Equilibrium Constant (Kc & Kp) — Formula & Calculations

The equilibrium constant tells you, at a fixed temperature, how a reversible reaction is balanced once it reaches equilibrium. In plain terms, it tells you whether products are favored, reactants are favored, or neither side is strongly favored.

For a general reaction

$$aA + bB \rightleftharpoons cC + dD$$

the usual introductory forms are

$$K_c = \frac{[C]^c[D]^d}{[A]^a[B]^b}$$

and, for gases written with partial pressures,

$$K_p = \frac{(P_C)^c(P_D)^d}{(P_A)^a(P_B)^b}$$

Use $K_c$ when the problem gives equilibrium concentrations. Use $K_p$ when it gives equilibrium partial pressures for gases. In a full thermodynamics treatment, equilibrium constants are defined with activities, but in most first-course chemistry problems these concentration and pressure forms are the ones you use.

If $K \gg 1$, products are favored at equilibrium. If $K \ll 1$, reactants are favored. If $K$ is near $1$, neither side is strongly favored. That tells you about the equilibrium position, not the reaction speed.

What The Equilibrium Constant Formula Includes

Three rules do most of the work:

• Put products on top and reactants on the bottom.
• Turn coefficients in the balanced equation into exponents.
• Leave out pure solids and pure liquids in standard introductory equilibrium expressions.

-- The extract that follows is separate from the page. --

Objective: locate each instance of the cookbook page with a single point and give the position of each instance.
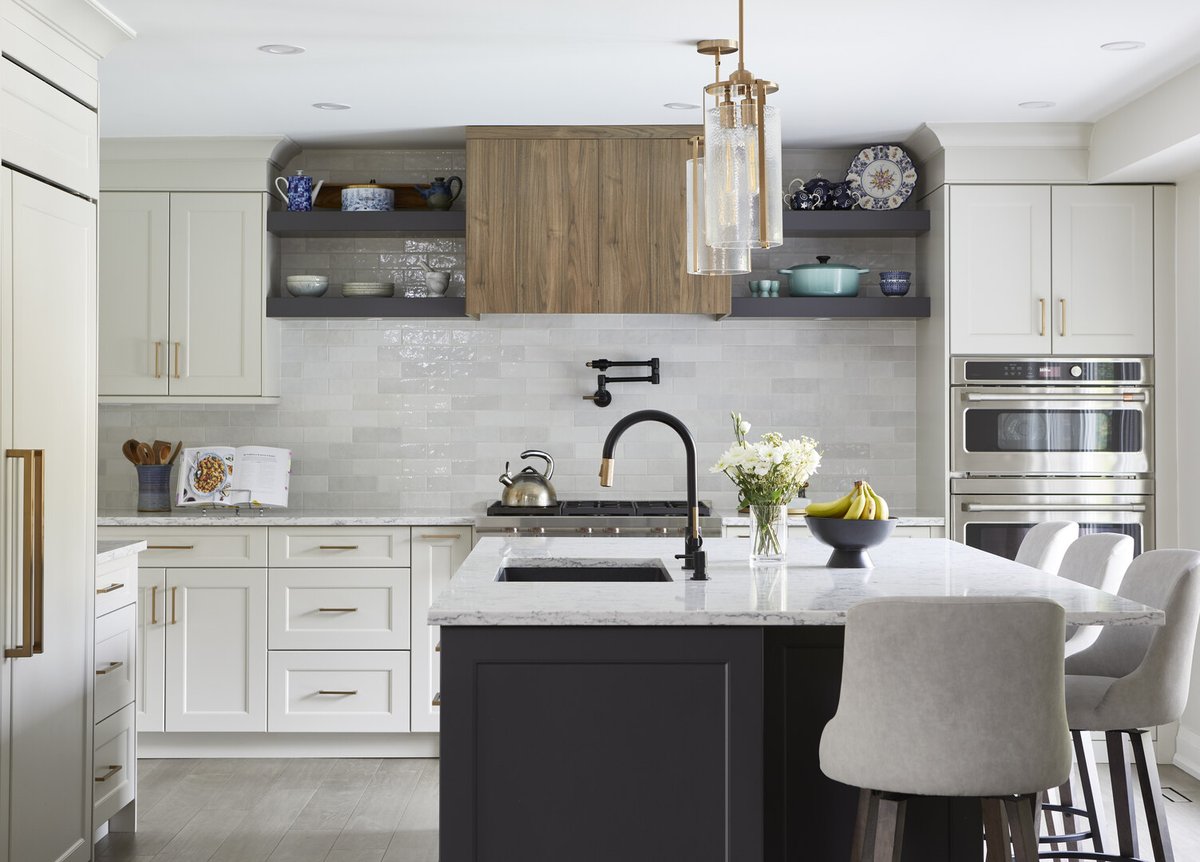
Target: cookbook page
(205, 477)
(262, 476)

That last rule matters. If a reaction includes a pure solid, changing how much of that solid is present does not make it appear in the usual $K$ expression.

When To Use $K_c$ Vs. $K_p$

Use $K_c$ when equilibrium values are written as concentrations, usually in $\mathrm{mol/L}$. Use $K_p$ when the equilibrium values are given as partial pressures of gases.

If a problem mixes both forms, first check what information you are actually given. Do not convert unless the problem requires it.

How $K_c$ And $K_p$ Are Related

For gas-phase equilibria in the usual introductory form,

$$K_p = K_c(RT)^{\Delta n}$$

where

$$\Delta n = \text{moles of gaseous products} - \text{moles of gaseous reactants}$$

Only gaseous species count in $\Delta n$. If $\Delta n = 0$, then $K_p = K_c$. If $\Delta n \neq 0$, they are generally different.

This relation is useful only when the equilibrium expression is built from gases. It is also temperature-dependent, because the value of the equilibrium constant itself depends on temperature.

Worked Example: How To Calculate $K_c$

Consider

$$\mathrm{N_2O_4(g)} \rightleftharpoons 2\mathrm{NO_2(g)}$$

Suppose the equilibrium concentrations are

$$[\mathrm{N_2O_4}] = 0.20 \, \mathrm{M}, \qquad [\mathrm{NO_2}] = 0.40 \, \mathrm{M}$$

Write the expression first:

$$K_c = \frac{[\mathrm{NO_2}]^2}{[\mathrm{N_2O_4}]}$$

Now substitute the equilibrium values:

$$K_c = \frac{(0.40)^2}{0.20} = \frac{0.16}{0.20} = 0.80$$

So for this temperature, the equilibrium is not strongly product-favored or reactant-favored. It leans slightly toward reactants because $K_c < 1$, but it is still of order $1$, not extremely small.

This same reaction also shows why $K_c$ and $K_p$ are not always equal. Here, $\Delta n = 2 - 1 = 1$, so in the usual gas-equilibrium form

$$K_p = K_c(RT)$$

If the problem gave equilibrium partial pressures instead of concentrations, you would calculate $K_p$ with the same exponents and the same product-over-reactant structure.

Common Mistakes With Equilibrium Constant Problems

• Using initial concentrations instead of equilibrium concentrations. The equilibrium constant expression uses equilibrium values.
• Forgetting exponents. In this example, the coefficient $2$ in front of $\mathrm{NO_2}$ becomes the exponent $2$.
• Including pure solids or pure liquids in the expression. In standard introductory chemistry, they are omitted.
• Assuming a large $K$ means a fast reaction. Equilibrium constants describe position at equilibrium, not how quickly equilibrium is reached.

Where The Equilibrium Constant Is Used

This idea appears anywhere reversible reactions matter: gas equilibria, acid-base chemistry, solubility, and industrial reaction design. It is especially useful when you want to compare product-favored and reactant-favored systems, or when you want to compare the reaction quotient $Q$ with $K$ to predict which way a system will move.

Try A Similar Equilibrium Constant Problem

Write the equilibrium expression for

$$\mathrm{H_2(g)} + \mathrm{I_2(g)} \rightleftharpoons 2\mathrm{HI(g)}$$

Then check $\Delta n$. Because the number of gaseous moles is the same on both sides, this is a good case for testing the shortcut $K_p = K_c$.